In families with more than one child (twins or triplets), it has been found that maternal sensitivity is lower, as there are more needs to be taken care of by the mother and less time to form a unique bond, which in turn results in decreased cognitive development in the infants (relative to if the child were raised alone). Furthermore, in the newborn period, women who displayed high maternal sensitivity had children who were able to regulate their emotions and who had higher symbolic and cognitive skills. In the case of the triplets, the child that received the least maternal sensitivity was the one that showed the poorest outcomes cognitively and had the most medical problems.

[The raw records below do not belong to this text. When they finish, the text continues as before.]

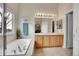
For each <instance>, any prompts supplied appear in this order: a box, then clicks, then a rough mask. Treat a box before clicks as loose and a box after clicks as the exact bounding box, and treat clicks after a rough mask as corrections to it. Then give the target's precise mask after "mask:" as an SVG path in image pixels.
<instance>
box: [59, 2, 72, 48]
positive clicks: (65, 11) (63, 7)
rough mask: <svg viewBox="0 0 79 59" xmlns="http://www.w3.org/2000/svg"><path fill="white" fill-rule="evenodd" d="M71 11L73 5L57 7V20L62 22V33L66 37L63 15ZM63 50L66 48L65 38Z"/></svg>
mask: <svg viewBox="0 0 79 59" xmlns="http://www.w3.org/2000/svg"><path fill="white" fill-rule="evenodd" d="M72 9H73V4H70V3H69V4H68V3H62V4H59V5H58V20H59V19H62V20H63V33H64V35H66V25H65V24H66V23H65V22H66V19H65V14H66V13H68V12H69V11H70V10H72ZM63 47H64V48H66V36H64V45H63Z"/></svg>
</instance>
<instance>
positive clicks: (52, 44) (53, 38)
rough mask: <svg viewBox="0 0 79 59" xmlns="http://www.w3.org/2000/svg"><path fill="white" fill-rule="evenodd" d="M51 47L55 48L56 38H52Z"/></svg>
mask: <svg viewBox="0 0 79 59" xmlns="http://www.w3.org/2000/svg"><path fill="white" fill-rule="evenodd" d="M50 46H51V47H53V46H56V36H54V35H53V36H52V35H51V36H50Z"/></svg>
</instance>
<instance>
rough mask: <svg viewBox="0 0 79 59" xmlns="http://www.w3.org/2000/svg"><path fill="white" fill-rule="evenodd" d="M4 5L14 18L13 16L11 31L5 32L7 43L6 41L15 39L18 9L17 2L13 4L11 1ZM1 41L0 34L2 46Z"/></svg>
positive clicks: (8, 41) (1, 38) (1, 37)
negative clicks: (11, 28) (12, 27)
mask: <svg viewBox="0 0 79 59" xmlns="http://www.w3.org/2000/svg"><path fill="white" fill-rule="evenodd" d="M6 7H7V8H8V10H9V11H10V12H12V13H13V15H14V18H13V31H12V32H10V33H7V43H8V42H11V41H13V40H15V39H16V29H17V20H18V16H17V15H18V9H17V8H18V4H13V3H11V4H6ZM2 41H3V38H2V36H1V35H0V46H2Z"/></svg>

Socialization in childhood

Maternal sensitivity has been shown to have an effect on children's socialization skills. In particular, some research suggests that children of more sensitive caregivers have high levels of effortful (i.e. emotional and behavioral) control. Such control is proposed to have been fostered from the infancy stage when the a sensitive mother's quick and appropriate responses to the baby's distress teaches the baby to adjust his/her arousal. This speedy regulation of arousal is then adapted into childhood resulting in the ability to regulate emotion and behavior well.
Caregiver sensitivity has also been found to have a connection with empathy in children. Generally, securely attached children have been found to be more empathetic compared with insecurely attached children. The reasoning suggested for this result is that because securely attached children receive more empathy from caregivers during times that they themselves are distressed, they are more likely to show empathy in a situation where someone else is distressed.


Adults' own understanding of maternal sensitivity affects their sensitivity towards their own children. Adults who had insensitive mothers during infancy were found to not be able to remember specific childhood events or their importance. They were not able to present an accurate description of their parents by use of memories, they were found to idealize experiences and are more likely to remember situations in which they were rejected. Adults who experienced higher maternal sensitivity during both infancy and adulthood were found to be less dismissive and more secure than those who did not. Adults who are preoccupied were found to also try to please their parents as they were young, and have a sense of anger towards them. About half of the adults who were found more preoccupied than others were found to have experienced divorce between their parents earlier in life, as well as other negative life events such as death of a parent or sexual abuse. These life events cause the security of attachment between mother and child to decrease as the mother's availability, as well as responsiveness may decrease, no matter the maternal sensitivity experienced prior to these events. Male adults were found to have experienced less maternal sensitivity earlier in life than females and were more likely to be classified as dismissive than females were.